Ducktail defeat: Labor's Kristina Keneally
Labor apparatchiks delude themselves into thinking that voter intentions in state and federal elections are resolutely separate. Yet as she watched the results come in, Prime Minister Julia Gillard would have been sick to the stomach as the full extent of the disaster unfolded.  It was outlined succinctly by her left faction colleague, NSW MP Luke Foley, whose role as truth teller on the ABC's election coverage was truly heroic. "Labor has lost its heartland" - he solemnly declared - as once rock-solid seats like Parramatta, Smithfield and Campbelltown fell like dominos and proud working class bastions around the industrial nerve centres of Newcastle and Wollongong drowned in a sea of conservative blue. "All we have left are a few sticks of furniture, Foley said. Oh, and a likely new opposition leader in John Robertson who epitomises the Tammany Hall culture that's steadily destroying the party from within. Don't take our word for it. It was ALP hero Paul Keating who famously said that the day Robertson becomes leader is the day Labor is finished. That prophecy is about to be fulfilled.

In this election, the New South Wales electorate hasn't so much decided to flirt with the right or even clutch it in temporary embrace. The extent of the swing - especially in Labor's (former) heartland -looks more like a declaration to move in. Lock, stock and O'Farrell. Once derided by Labor as "Fatty O'Barrel" before he slimmed down and turned seducer, BOF is safe for at least two elections and maybe more. So does anyone seriously think what happened this weekend has no ramifications in the federal sphere? Was that a pig that just passed overhead?

Yes, New South Wales voters want O'Farrell to do a Mussolini and make the trains run on time. But ominously for Gillard, they also seem to have accepted Bazza's plea to turn the NSW poll into a plebiscite on the federal government's carbon tax. How else to explain the huge swing to the Liberals in the former Labor industrial strongholds of the Hunter and Illawara, where a carbon tax would really bite? Voters are worried about cost of living pressures and especially electricity prices. And there's plenty of evidence that they simply don't buy the notion of Australians taxing carbon emissions if the Americans, the Chinese and others won't do the same.
Labor's Luke Foley (right) tells it like it is

It's a fair bet that this is why the Greens didn't do as well as expected in this election. The Greens assault on deputy premier Carmel Tebbutt in Marrickville was a total fizzer, with a loopy candidate who's been trying to get the local council to declare war on Israel. And it remains to be seen, as postal votes are counted, if they can unseat education minister Verity Firth in Balmain with a candidate who used to peddle Horny Goat Weed for a living. Are Australian voters finally waking up to the fact that far from being cuddly advocates for mother earth, the Greens are dangerous zealots who pose a direct threat to their living standards? It sure seems that way.

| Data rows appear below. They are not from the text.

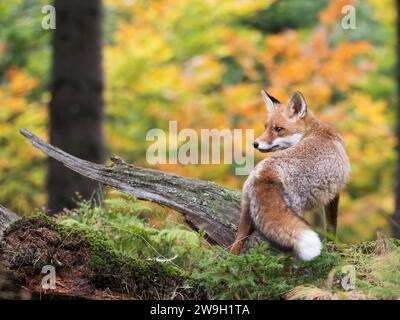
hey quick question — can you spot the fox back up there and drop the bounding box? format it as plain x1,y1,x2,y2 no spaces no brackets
251,91,350,216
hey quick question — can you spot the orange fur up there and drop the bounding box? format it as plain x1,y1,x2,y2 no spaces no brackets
231,90,350,261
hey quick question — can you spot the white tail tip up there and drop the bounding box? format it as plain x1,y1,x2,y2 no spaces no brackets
296,230,322,261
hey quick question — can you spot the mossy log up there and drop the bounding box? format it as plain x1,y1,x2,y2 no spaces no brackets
0,213,201,299
19,129,260,248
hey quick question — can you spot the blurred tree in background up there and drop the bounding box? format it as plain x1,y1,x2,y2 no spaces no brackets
48,0,105,213
0,0,397,242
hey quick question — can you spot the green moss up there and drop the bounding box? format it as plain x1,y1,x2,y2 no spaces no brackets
7,200,399,300
61,222,195,298
6,214,199,299
192,240,400,300
220,188,241,203
192,242,341,299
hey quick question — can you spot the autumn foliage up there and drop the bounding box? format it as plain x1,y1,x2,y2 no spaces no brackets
0,0,396,242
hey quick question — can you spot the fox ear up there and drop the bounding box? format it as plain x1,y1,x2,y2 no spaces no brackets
287,91,307,119
261,90,280,114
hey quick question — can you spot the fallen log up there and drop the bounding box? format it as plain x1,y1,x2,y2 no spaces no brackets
20,129,260,248
0,204,20,238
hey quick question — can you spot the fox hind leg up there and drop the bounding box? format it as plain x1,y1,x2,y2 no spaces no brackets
324,194,339,239
231,193,254,255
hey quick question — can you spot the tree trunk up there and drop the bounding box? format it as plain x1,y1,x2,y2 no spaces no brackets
393,0,400,238
48,0,105,214
21,129,261,248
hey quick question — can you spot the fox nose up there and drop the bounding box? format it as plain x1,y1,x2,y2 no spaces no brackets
252,141,259,149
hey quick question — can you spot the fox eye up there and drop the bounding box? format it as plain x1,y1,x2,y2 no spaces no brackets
274,127,284,133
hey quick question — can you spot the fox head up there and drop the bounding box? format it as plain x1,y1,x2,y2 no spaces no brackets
253,90,308,153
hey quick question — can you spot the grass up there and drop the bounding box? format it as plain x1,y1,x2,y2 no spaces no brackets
58,191,211,272
17,192,400,300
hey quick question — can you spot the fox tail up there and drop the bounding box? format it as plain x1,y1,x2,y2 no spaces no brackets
251,182,322,261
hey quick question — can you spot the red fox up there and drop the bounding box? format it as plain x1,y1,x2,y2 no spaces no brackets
230,90,350,261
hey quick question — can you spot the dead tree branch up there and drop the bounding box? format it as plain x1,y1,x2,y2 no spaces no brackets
20,129,259,248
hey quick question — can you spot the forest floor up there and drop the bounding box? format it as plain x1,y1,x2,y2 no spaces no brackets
1,218,134,300
0,194,399,300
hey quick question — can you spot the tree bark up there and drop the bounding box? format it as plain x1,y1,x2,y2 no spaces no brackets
20,129,260,248
0,204,20,238
394,0,400,238
48,0,105,213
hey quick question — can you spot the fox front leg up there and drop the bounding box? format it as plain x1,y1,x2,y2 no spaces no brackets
324,194,339,239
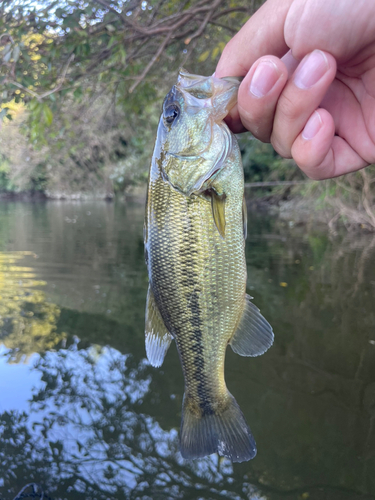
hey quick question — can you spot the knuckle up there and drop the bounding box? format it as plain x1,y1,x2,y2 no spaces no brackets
270,133,292,159
239,109,271,142
252,126,271,143
238,96,275,142
291,149,335,180
303,164,332,180
277,92,300,122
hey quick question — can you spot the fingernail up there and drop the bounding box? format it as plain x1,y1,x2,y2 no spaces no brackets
250,60,280,98
302,110,323,140
294,50,329,89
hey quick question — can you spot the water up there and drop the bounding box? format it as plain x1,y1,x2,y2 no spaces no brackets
0,200,374,500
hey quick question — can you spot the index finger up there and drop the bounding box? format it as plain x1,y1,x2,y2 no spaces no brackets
215,0,292,78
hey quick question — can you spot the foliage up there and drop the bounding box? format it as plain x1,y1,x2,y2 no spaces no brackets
0,102,47,191
1,0,373,229
0,88,161,196
301,166,375,231
0,0,259,139
39,86,159,196
0,0,263,195
237,134,302,184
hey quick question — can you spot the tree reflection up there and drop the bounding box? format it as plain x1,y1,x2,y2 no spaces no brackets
1,214,375,499
0,342,264,500
0,252,66,362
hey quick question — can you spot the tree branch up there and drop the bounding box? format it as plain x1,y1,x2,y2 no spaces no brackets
185,0,223,43
129,31,173,93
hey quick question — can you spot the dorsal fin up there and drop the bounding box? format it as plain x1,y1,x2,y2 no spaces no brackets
230,294,274,356
145,286,173,367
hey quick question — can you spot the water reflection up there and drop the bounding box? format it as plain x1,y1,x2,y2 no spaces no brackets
0,252,65,363
0,202,375,499
0,341,261,499
27,344,246,499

There was also a stampede away from most of the independents, and especially in two state seats - Port Macquarie and Tamworth - whose independent federal members prop up the Gillard Government. The Nationals won both seats, something that would have sent shivers up the spines of Rob Oakeshott and Tony Windsor. It's the writing on the wall for both of them that neither will survive the next federal election. Their conservative constituents are just waiting to whack them for giving Australia Julia Gillard. All of which means they can choose to bring her down now and perhaps be forgiven or continue to prop her up and face certain political death. No wonder Tony Abbott's grin at the Liberal victory party was as wide as Barry O'Farrell's. May you live in interesting times, goes the old Confucian proverb. Too right.

Graham Davis

1 comment:

  1. Your main premise that the NSW election has seen voters flee to the conservatives is only correct in the case of the state poll. Where's the evidence that voters feel the same about the Gillard Government? A couple of Newspolls ago, support for Gillard had collapsed immediately after her backflip on the carbon tax. But the last Newspoll had her bouncing back and strongly preferred over Abbott as PM. So, yes, the mums and dads of middle Australia abandoned Labor in NSW. But they're keeping the faith with Gillard. Doesn't this prove that voting intentions when it comes to state and federal are always different? Wrong again, Grubs.